Like other Italian dialects, Neapolitan and Salentino varieties are being eaten away by the spread of the standard variety but they are still noticeably active in the local population. Our taxi driver in Naples, assailed from all sides by motorbike riders cutting in on him – a local pastime – opened his window and screamed with ferocious irony at one of them: ‘Ha raggiu! Ha raggiu!’ (‘You are right! You are right!’).

The Italian form: ‘Ha raggione’ simply would not have carried the same impact, savour or street cred. So like many other linguistic situations, the Southern Italian one is as multilayered as the local lasagne. If Greek was there to be found, it would be vying not only with Italian but on a range of local dialects. Indeed this may have contributed to its decline, since an alternative ‘in-group’ variety, closer to the standard, was also available.

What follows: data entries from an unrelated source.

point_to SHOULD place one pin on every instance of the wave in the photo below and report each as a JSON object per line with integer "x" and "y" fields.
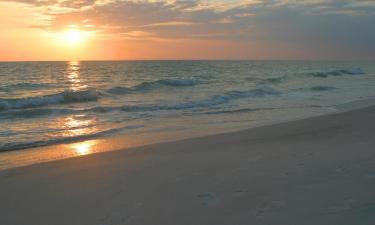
{"x": 153, "y": 85}
{"x": 212, "y": 101}
{"x": 322, "y": 88}
{"x": 22, "y": 110}
{"x": 340, "y": 72}
{"x": 244, "y": 110}
{"x": 39, "y": 143}
{"x": 23, "y": 86}
{"x": 59, "y": 98}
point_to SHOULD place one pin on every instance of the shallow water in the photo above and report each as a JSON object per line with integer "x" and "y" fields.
{"x": 44, "y": 103}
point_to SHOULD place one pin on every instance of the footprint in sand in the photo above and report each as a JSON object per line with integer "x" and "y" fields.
{"x": 207, "y": 198}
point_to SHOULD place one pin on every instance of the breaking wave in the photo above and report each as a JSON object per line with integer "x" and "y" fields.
{"x": 149, "y": 85}
{"x": 341, "y": 72}
{"x": 59, "y": 98}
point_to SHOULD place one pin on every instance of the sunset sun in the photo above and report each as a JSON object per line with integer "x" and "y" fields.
{"x": 73, "y": 37}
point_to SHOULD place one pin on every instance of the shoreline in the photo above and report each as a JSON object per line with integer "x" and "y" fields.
{"x": 318, "y": 170}
{"x": 124, "y": 142}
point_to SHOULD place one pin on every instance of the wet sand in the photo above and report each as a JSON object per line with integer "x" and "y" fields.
{"x": 314, "y": 171}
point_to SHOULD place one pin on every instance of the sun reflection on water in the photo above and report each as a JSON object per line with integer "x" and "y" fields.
{"x": 84, "y": 148}
{"x": 73, "y": 76}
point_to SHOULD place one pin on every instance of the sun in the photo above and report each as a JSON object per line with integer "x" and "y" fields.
{"x": 73, "y": 37}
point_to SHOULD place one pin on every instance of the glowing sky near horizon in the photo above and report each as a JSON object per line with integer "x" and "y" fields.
{"x": 177, "y": 29}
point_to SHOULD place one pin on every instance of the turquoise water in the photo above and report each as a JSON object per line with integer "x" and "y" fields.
{"x": 44, "y": 103}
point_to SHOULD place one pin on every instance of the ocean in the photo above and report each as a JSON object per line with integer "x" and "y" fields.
{"x": 47, "y": 103}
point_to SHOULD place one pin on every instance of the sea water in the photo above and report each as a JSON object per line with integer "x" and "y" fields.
{"x": 46, "y": 103}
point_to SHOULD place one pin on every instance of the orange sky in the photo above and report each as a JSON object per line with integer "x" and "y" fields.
{"x": 165, "y": 29}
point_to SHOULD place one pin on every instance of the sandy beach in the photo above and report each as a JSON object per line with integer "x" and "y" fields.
{"x": 314, "y": 171}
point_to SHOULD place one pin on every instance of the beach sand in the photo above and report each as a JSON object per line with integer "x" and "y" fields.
{"x": 316, "y": 171}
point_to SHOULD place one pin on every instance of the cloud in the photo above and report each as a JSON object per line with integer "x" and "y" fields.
{"x": 335, "y": 25}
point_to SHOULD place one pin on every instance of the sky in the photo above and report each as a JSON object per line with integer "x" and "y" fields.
{"x": 182, "y": 29}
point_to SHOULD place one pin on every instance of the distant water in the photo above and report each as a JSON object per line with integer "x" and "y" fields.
{"x": 43, "y": 103}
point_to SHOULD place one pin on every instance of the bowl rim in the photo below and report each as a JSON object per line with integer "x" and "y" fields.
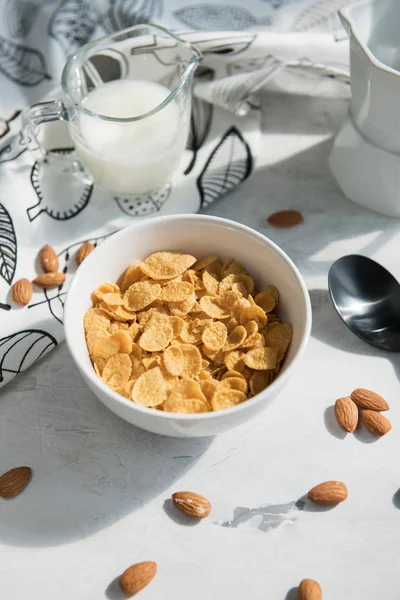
{"x": 170, "y": 416}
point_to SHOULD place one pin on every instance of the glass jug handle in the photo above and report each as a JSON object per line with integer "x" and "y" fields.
{"x": 35, "y": 116}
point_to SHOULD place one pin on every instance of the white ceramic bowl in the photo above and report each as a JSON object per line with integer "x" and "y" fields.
{"x": 200, "y": 236}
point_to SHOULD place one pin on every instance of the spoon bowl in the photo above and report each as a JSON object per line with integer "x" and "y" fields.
{"x": 367, "y": 298}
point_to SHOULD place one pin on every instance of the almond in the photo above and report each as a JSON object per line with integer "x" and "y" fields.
{"x": 369, "y": 400}
{"x": 328, "y": 493}
{"x": 376, "y": 423}
{"x": 285, "y": 218}
{"x": 309, "y": 590}
{"x": 22, "y": 291}
{"x": 83, "y": 252}
{"x": 192, "y": 504}
{"x": 49, "y": 280}
{"x": 14, "y": 481}
{"x": 48, "y": 259}
{"x": 346, "y": 413}
{"x": 136, "y": 577}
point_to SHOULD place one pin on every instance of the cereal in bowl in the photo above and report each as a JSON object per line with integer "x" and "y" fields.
{"x": 186, "y": 336}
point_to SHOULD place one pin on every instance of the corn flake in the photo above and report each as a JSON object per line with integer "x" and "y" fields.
{"x": 157, "y": 334}
{"x": 150, "y": 389}
{"x": 165, "y": 265}
{"x": 93, "y": 317}
{"x": 173, "y": 360}
{"x": 261, "y": 359}
{"x": 213, "y": 308}
{"x": 175, "y": 403}
{"x": 133, "y": 274}
{"x": 188, "y": 388}
{"x": 183, "y": 336}
{"x": 236, "y": 338}
{"x": 266, "y": 301}
{"x": 117, "y": 371}
{"x": 225, "y": 397}
{"x": 192, "y": 360}
{"x": 181, "y": 309}
{"x": 141, "y": 294}
{"x": 259, "y": 381}
{"x": 214, "y": 336}
{"x": 177, "y": 291}
{"x": 235, "y": 383}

‘Relic’ languages and NORMS

Greek-italian flag combinationBut what was the evidence of the ‘Griko’ dialect actually being spoken? As all sociolinguists will know, the best hope of finding speakers of ‘relic’ languages is by interviewing ‘NORMS’ – non-mobile, older rural males. Fortunately for me, one of the principal pastimes of the ‘norms’ in Mediterranean countries is hanging out in the cafe with their friends, sipping a coffee or an alcoholic beverage, flicking their worry beads round (in Greece), and toothlessly commenting on the world going by. I therefore approached and spoke to a number of elderly gentlemen in their seventies or eighties in these villages.

I told them I was carrying out a linguistic study and was interested in whether any of them spoke Griko. All were friendly and interested, but none (save one) offered to produce any words of Griko. Their near-universal opinion, whichever village you were in, was that far more people spoke it in the next door village than in their own. In fact, on reflection, they thought it was indeed still widely spoken – only definitely somewhere else.

They also universally claimed it had been the normal means of communication between their parents, but that the latter had not passed it on to them. Finally, I was given the details of someone who definitely spoke it in Castignano dei Greci, and an appointment was made for me to meet him. I also spoke to a young family who said that certain schools taught Griko since the Italian government had declared it to be a regional language of Italy, but only as an extra-curricular ‘add-on’ on a par with folk dancing, and mainly through songs. There has therefore been a revival of sorts through this policy, and perhaps a positive change in attitudes, as Manuela Pellegrino’s doctorate at UCL recently showed, but there is Vesuvius to climb before this translates into active usage.

Sadness and elation

Professor Penelope Gardner-Chloros

Professor Penelope Gardner-Chloros

When I arrived in Castrignano, my 94-year-old host and his wife could not have been more charming. He had written poetry extensively in Griko and had won prizes for it in the 1970s and 1990s. He proudly allowed himself to be recorded reading it out, occasionally checking my understanding as a Modern Greek speaker.

In spontaneous speech he did not appear to be really fluent any more – his wife was not a speaker, and at 94, there was no-one else much left to speak to. Even a mother-tongue atrophies through long disuse. But he could respond appropriately to my questions as to what his mother would have said in Griko in various circumstances, the dialect being close enough to Modern Greek, despite many borrowings and much general influence from various types of Italian, for all this to be understandable to me.

I left with a signed and dedicated copy of his Griko poetry anthology, and a feeling of sadness mixed with elation: elation to have spoken to one of the last native speakers of a language, and recorded a small piece of European history; and sadness that if I go there again, there may be no-one left to record…not even if I go to the next-door village.